- Born: 30 May 1939 Shanghai, China
- Died: 26 August 2022 (aged 83) Shanghai, China
- Education: Fudan University
- Scientific career
- Fields: Biomedical engineering
- Workplaces: Fudan University

= Wang Weiqi =

Chinese biomedician (1939–2022)

Wang Weiqi (王威琪 (Wáng Wēiqí); 30 May 1939 – 26 August 2022) was a Chinese biomedician who was a professor at Fudan University, and an academician of the Chinese Academy of Engineering.

==Biography==
Wang was born in Shanghai, on 30 May 1939, while his ancestral home in Haimen, Jiangsu. He attended Wusong High School.
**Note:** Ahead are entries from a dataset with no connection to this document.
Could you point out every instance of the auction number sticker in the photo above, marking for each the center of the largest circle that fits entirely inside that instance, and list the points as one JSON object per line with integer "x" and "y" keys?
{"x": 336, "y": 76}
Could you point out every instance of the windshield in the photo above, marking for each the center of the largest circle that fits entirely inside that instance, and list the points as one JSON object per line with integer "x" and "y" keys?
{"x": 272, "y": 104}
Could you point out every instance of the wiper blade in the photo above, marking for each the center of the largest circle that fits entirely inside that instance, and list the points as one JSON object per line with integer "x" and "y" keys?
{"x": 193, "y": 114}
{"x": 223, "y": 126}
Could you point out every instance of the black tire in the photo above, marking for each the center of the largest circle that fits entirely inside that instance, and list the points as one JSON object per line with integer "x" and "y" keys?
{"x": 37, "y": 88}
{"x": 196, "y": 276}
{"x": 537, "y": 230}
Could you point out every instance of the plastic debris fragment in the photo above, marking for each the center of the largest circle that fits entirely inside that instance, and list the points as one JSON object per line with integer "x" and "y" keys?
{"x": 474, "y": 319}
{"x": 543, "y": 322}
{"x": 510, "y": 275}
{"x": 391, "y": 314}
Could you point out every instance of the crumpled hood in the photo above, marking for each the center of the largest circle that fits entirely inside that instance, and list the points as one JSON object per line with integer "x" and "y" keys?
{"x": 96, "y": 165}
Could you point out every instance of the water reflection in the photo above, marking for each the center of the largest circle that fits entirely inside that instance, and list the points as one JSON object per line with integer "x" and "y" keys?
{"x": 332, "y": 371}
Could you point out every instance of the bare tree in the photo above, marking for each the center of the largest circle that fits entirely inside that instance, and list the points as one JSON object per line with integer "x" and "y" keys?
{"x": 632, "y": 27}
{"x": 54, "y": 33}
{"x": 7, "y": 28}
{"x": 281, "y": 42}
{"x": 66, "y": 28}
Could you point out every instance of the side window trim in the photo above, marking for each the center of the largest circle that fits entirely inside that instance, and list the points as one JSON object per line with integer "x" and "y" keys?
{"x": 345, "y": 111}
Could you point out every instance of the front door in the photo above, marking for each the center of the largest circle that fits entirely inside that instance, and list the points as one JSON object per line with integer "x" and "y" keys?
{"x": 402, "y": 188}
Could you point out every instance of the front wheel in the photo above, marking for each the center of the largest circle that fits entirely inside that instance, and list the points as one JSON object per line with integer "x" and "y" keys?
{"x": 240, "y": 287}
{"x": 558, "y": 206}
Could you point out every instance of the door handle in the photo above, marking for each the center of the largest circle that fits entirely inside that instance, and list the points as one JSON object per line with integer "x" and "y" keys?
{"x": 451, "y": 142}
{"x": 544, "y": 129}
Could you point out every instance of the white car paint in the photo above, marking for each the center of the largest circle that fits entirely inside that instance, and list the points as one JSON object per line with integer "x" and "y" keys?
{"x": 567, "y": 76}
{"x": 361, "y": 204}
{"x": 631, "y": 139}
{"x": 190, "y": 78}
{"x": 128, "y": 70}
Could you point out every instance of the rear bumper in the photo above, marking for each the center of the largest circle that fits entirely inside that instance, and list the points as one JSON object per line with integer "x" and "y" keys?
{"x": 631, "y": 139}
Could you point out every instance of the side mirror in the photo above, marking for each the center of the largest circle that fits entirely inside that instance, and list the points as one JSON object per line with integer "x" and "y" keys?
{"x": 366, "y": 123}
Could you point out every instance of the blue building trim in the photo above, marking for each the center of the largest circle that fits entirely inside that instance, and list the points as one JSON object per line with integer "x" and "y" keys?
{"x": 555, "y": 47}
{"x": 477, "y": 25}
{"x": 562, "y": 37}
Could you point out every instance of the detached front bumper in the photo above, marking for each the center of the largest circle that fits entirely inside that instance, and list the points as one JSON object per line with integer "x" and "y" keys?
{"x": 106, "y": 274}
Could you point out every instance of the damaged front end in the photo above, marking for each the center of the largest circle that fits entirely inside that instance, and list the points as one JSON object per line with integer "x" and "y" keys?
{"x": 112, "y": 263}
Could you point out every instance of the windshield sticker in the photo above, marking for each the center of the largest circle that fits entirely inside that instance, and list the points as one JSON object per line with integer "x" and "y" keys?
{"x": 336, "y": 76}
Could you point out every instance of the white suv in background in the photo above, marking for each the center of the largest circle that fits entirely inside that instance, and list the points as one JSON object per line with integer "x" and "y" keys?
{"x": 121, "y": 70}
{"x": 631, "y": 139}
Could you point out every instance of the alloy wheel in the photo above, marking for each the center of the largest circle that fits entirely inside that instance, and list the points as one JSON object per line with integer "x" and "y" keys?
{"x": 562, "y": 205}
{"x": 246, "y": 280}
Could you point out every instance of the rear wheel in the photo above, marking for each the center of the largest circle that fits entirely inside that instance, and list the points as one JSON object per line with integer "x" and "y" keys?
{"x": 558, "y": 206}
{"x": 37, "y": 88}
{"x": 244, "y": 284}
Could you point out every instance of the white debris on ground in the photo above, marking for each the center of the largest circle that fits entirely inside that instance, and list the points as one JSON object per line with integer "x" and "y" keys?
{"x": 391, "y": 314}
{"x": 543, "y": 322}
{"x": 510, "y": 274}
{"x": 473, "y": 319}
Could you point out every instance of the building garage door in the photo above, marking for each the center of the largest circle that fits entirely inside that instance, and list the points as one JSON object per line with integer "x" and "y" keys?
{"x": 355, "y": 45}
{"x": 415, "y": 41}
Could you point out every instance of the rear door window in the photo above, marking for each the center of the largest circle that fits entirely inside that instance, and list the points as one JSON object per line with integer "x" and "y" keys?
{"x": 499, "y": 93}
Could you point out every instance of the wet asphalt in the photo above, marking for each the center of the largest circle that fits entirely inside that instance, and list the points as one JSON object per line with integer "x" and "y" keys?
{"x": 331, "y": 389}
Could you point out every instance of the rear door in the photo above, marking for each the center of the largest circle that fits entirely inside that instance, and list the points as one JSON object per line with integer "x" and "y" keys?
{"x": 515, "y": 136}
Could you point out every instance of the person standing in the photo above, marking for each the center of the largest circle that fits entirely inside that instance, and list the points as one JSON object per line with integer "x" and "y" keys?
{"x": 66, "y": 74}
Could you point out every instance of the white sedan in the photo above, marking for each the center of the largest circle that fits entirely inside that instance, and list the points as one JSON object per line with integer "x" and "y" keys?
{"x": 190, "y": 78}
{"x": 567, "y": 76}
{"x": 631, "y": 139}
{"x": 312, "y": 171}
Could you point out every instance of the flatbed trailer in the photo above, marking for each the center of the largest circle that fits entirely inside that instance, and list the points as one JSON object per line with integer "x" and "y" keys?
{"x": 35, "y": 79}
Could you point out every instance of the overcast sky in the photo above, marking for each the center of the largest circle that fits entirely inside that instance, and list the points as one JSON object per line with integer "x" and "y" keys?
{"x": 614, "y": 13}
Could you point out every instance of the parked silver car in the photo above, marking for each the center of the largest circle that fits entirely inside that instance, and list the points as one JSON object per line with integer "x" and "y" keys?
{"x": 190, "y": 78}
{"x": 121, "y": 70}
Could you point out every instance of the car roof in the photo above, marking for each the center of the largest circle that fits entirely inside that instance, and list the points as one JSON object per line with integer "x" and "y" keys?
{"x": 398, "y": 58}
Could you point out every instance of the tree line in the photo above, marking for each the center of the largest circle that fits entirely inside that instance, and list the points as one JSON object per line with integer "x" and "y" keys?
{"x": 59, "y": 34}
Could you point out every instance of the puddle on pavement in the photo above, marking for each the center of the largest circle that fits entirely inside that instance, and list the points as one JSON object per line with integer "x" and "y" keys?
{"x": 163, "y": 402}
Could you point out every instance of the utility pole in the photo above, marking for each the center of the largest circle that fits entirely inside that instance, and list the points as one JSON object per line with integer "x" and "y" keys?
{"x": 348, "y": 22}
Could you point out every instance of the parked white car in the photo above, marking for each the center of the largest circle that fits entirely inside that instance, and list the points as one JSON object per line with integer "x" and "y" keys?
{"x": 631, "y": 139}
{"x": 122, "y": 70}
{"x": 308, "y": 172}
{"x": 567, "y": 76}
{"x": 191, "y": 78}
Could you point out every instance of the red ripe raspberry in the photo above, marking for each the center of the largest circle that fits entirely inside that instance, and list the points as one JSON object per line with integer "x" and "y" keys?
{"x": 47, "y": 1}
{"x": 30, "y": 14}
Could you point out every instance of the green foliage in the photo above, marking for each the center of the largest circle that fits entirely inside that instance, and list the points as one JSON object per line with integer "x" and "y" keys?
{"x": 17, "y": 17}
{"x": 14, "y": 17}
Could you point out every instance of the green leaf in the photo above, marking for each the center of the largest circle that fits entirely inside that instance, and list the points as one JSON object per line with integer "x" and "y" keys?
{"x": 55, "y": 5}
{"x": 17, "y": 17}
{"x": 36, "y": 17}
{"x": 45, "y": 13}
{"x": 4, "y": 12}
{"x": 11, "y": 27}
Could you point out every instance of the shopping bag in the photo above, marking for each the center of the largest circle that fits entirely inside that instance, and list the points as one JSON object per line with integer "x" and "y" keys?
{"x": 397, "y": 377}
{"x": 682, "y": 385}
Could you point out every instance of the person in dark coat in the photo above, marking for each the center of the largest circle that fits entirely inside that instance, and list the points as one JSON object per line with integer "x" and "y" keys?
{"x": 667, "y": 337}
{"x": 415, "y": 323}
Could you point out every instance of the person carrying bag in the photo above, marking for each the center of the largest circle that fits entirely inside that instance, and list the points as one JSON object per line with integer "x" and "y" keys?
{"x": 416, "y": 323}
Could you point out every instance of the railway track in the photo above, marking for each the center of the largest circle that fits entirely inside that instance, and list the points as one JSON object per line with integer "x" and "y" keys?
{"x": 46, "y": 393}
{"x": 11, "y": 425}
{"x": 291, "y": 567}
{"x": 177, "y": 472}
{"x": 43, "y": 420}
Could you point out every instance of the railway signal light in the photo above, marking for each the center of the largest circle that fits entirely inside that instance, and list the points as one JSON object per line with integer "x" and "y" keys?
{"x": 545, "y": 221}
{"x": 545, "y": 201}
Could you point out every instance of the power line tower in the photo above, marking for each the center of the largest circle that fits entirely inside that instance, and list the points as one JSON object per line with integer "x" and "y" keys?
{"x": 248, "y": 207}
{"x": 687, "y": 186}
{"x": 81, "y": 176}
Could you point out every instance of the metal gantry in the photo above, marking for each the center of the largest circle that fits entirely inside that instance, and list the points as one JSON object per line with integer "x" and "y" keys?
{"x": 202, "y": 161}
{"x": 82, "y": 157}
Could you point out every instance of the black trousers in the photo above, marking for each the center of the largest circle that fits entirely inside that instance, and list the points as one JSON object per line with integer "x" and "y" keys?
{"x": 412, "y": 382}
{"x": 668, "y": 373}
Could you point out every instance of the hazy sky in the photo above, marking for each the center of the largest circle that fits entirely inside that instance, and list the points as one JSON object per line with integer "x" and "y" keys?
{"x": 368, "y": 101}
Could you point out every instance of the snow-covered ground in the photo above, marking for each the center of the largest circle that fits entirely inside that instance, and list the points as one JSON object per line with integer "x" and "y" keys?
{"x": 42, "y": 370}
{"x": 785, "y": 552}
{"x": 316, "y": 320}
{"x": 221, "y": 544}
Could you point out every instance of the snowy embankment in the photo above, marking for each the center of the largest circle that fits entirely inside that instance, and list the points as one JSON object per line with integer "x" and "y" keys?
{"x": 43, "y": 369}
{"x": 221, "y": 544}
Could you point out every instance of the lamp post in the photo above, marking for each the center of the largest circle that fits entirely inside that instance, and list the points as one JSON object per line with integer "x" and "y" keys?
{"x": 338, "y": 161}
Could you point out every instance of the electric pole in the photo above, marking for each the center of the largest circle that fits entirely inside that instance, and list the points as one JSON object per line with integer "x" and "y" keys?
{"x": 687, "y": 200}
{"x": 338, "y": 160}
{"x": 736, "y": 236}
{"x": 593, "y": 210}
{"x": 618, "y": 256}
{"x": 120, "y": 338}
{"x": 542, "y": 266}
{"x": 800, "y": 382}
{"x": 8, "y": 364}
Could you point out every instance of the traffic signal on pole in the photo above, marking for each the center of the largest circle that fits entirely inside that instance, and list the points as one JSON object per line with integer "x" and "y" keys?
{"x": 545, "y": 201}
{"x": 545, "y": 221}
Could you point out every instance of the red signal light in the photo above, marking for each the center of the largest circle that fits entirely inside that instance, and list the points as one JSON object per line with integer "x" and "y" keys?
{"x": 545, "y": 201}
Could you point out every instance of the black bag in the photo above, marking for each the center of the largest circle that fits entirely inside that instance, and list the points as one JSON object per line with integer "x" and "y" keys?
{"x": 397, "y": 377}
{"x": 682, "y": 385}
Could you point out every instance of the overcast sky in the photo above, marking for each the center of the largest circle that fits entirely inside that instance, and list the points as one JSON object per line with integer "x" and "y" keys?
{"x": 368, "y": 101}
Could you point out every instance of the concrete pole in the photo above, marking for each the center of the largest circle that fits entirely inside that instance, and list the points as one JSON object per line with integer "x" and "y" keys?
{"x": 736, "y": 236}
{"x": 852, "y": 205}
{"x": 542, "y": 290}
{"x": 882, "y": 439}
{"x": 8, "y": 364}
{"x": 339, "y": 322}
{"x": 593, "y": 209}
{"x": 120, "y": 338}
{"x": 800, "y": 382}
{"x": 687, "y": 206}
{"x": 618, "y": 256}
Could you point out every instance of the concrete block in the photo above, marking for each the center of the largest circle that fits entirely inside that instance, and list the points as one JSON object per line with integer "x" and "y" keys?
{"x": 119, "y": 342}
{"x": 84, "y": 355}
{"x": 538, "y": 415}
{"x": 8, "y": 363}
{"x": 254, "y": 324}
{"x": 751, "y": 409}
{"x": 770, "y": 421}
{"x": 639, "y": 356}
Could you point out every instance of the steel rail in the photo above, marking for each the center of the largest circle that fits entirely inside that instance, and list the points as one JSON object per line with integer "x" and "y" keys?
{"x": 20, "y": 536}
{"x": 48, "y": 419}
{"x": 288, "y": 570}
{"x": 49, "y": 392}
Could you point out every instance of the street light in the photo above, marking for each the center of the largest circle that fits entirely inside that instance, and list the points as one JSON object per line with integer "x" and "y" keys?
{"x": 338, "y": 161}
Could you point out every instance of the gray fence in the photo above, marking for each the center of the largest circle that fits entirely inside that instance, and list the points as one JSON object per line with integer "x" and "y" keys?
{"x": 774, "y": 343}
After graduating from Fudan University in 1961, he stayed at the university and worked successively as associate professor and full professor in 1988. On 26 August 2022, he died of an illness in Shanghai, at the age of 83.

==Contributions==
Wang took the lead in carrying out blood flow detection research in China, he successfully trial manufactured the first "electromagnetic blood flowmeter" in China, and developed a 60 unit B-type ultrasonic diagnostic instrument, and proposed an independent method for quantitatively measuring blood flow velocity by using dual ultrasonic beam doppler effect, making a series of original and outstanding contributions to basic research of ultrasonic diagnosis.